When data wrangling vendor Trifacta was launched in 2011, it was driven by two goals - to improve the productivity of data analysts and to solve one of the biggest and hardest problems of dealing with high-volume unstructured data in a Hadoop environment. Its free desktop edition, Wrangler, has been adopted by more than 4,000 companies in 132 countries to explore, transform and join diverse data for analysis.
DataIQ caught up with chief strategy office and co-founder, Joe Hellerstein, who is also JIm Gray Chair of Computer Science at UC Berkeley, when he was in the UK for the Bg Data Ldn event and launching the company’s new solution, Wrangler Edge, which is aimed at analytics teams and for the first time handles data sets beyond Hadoop. Explaining the move, Hellerstein said: “You run into tonnes of people who have data problems, but who don’t want to manage a Hadoop cluster, so we can now engage with them as well.”
“When we built Trifacta, analysts told us they were spending all their time doing data wrangling. We published that as an academic study. As we’ve brought the product to market, it’s gratifying to discover it was not just an academic problem,” he explained. “The business is going the way I expected. We’ve built the product we said we would build, the problem is the one we said we would solve, and the market for the software is what we hoped.”
Unlike many tech start-ups, Trifacta has not had any need to pivot towards a different market - instead, the problem of enabling the analysis of unstructured data has simply grown bigger and more complex, with new data sources and types adding to the challenge. The machine learning which drives Trifacta continues to be the source of its value, but Wrangler Edge has picked up on users’ desire to be able to intervene and apply their human understanding.
“Our philosophy has been that AI and machine learning are very important, but there are times when human context has a part to play. That’s why we made the interface very easy to go back and forth between the two,” explained Hellerstein.
“That said, our interface was more usable than what most of the market was offering, but was perceived as very technical by some. So we have been working hard to build a ramp between the two that is very smooth, from user-guided to technical. The middle - Expression Builder - was not there until recently for people who need to get involved and over-ride recommendations, but who are not technical. We learned from experience there was a gap there - we didn’t see that at first.”
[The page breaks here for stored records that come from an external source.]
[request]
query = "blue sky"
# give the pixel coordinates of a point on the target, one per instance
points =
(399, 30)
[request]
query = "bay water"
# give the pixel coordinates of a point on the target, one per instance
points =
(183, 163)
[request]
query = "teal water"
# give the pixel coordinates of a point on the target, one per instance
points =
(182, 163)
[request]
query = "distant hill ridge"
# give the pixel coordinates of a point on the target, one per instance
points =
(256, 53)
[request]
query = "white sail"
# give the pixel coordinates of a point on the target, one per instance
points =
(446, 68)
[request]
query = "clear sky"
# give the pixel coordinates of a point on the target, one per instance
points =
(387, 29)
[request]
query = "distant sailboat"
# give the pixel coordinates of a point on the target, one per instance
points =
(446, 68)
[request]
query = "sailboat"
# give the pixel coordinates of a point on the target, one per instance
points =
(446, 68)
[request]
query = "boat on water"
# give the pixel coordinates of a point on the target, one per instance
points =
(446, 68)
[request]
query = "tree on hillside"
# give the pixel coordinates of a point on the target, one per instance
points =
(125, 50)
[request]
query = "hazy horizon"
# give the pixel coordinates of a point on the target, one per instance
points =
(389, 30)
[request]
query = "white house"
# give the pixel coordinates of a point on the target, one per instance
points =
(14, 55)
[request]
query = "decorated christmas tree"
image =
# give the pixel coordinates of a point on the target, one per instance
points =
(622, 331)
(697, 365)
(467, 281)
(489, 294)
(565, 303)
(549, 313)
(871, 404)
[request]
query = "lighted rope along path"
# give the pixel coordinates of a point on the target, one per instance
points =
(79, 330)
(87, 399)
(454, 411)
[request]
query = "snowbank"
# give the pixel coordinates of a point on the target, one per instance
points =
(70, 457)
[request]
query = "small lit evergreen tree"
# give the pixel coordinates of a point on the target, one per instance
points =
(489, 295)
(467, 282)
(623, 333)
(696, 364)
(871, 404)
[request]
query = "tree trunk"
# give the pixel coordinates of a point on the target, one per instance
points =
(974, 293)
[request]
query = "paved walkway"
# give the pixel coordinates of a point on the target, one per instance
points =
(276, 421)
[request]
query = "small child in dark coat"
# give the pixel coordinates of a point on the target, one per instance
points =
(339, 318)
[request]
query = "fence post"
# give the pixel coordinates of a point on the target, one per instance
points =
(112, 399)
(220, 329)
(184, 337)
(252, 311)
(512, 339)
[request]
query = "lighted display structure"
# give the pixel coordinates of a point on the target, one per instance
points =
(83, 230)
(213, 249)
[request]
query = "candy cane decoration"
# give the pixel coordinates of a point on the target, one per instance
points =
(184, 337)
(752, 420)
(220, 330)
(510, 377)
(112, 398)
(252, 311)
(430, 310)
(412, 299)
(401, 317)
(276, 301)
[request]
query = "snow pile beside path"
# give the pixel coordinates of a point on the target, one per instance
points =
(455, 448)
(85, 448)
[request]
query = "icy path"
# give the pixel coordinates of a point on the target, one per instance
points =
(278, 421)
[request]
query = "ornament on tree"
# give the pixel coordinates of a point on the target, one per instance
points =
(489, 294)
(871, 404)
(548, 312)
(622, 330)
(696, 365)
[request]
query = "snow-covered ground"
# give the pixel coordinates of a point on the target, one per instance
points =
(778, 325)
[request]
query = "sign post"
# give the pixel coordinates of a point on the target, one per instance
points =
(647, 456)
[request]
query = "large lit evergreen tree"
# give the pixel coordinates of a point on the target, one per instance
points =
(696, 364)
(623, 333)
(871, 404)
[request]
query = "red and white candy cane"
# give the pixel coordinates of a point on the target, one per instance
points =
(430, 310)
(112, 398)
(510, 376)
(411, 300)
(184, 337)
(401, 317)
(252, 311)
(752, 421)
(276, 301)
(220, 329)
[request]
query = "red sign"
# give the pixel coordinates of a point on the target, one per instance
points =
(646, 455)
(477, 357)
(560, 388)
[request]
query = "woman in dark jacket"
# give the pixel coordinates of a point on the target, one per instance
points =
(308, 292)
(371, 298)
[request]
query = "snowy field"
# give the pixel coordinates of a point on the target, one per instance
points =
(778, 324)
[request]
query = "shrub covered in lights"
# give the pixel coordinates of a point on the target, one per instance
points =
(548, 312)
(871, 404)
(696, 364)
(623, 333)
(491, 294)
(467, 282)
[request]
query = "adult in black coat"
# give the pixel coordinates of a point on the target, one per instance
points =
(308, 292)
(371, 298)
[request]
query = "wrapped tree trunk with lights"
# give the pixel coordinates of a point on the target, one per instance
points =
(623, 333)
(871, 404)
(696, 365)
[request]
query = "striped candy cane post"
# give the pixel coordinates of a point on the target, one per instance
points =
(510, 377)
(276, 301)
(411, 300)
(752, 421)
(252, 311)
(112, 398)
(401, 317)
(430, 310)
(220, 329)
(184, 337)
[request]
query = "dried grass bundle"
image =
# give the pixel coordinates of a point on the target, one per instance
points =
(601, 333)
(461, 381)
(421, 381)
Hellerstein brings a deep academic understanding of AI to bear on the product’s development, pointing out that a constant thematic question is the tension between model advocacy and model comprehensibility. “Models that have been working very well in recent years, like deep learning, are not humanly comprehensible once they have been trained as to why they do what they do. Simpler models, like decision trees - if x is less than this, go down this branch - are more human understandable, but have less accuracy. Depending on the context, you may want one or the other,” he explained.
“The machine doesn’t have enough signal to know the user context. The data patterns may not be relevant to the user - they need to bring their domain expertise,” he added. For example, web log data may have been used in an IT environment to predict outages and plan upgrades. If marketing wants to use the same data for customer analytics, none of that previous modelling is relevant.
Says Hellerstein: “We knew from the beginning that the mahine learning was an aid, but the user had to drive it.